Peffen avait la vie sociale la plus active. Comparée à l'introvertie Vespef ou aux exubérantes jumelles, elle était celle qui comprenait le mieux – avec Wotan – les interactions entre les individus. Saalyn pouvait lui faire confiance les yeux fermés.
« Vas-y avec douceur, conseilla Peffen »
Saalyn hocha inutilement la tête.
— Rafindel, tu ne connais pas grand-chose de l'Helaria on dirait.
— Je n'y suis jamais allé. Je ne sais que ce que tout le monde raconte, ainsi que mes cours à l'école de l'ambassade.
— Rafindel. Il faut que je te le dise. La Résidence se trouve sur l'île d'Ystreka, juste à côté d'Imoteiv, dans les profondeurs d'un volcan.
— Comme l'endroit où vivent les pentarques, releva Rafindel.
— C'est l'endroit où vivent les pentarques.
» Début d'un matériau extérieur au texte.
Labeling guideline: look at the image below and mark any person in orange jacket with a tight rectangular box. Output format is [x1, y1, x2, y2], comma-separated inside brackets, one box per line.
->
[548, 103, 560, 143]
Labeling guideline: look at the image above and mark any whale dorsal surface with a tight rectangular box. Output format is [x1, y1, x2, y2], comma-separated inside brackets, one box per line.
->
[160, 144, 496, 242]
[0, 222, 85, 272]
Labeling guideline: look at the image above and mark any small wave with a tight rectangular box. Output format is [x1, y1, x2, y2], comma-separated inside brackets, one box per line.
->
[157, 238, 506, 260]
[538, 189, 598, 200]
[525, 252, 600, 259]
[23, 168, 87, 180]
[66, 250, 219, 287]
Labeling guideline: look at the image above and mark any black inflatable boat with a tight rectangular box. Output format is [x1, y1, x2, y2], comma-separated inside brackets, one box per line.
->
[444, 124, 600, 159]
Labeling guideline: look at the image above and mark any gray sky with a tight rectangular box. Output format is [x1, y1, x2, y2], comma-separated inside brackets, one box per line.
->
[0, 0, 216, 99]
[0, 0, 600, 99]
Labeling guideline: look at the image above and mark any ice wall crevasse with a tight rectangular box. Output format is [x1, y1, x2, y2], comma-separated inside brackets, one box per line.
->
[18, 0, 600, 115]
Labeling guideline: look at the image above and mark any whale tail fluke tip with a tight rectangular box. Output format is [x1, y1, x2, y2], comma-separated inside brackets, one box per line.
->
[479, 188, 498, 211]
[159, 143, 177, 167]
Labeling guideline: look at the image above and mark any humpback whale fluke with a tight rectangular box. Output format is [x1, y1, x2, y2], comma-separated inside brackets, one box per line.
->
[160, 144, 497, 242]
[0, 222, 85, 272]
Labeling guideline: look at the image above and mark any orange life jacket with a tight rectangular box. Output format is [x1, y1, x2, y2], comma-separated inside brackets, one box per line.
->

Le visage de Rafindel se déforma, exprimant une émotion à mi-chemin entre le ravissement et l'horreur.
— Je vais me produire devant les pentarques !
Sentant la panique qui gagnait la jeune femme, Saalyn lui attrapa les poignets.
— Calme-toi. Les pentarques ne sont pas comme les rois d'Yrian. Ils sont beaucoup plus accessibles. Si tu as vécu dans l'ambassade ces dernières années, tu as dû en rencontrer quelques-uns, voire passer un moment avec l'un d'eux, sans savoir que c'en était un.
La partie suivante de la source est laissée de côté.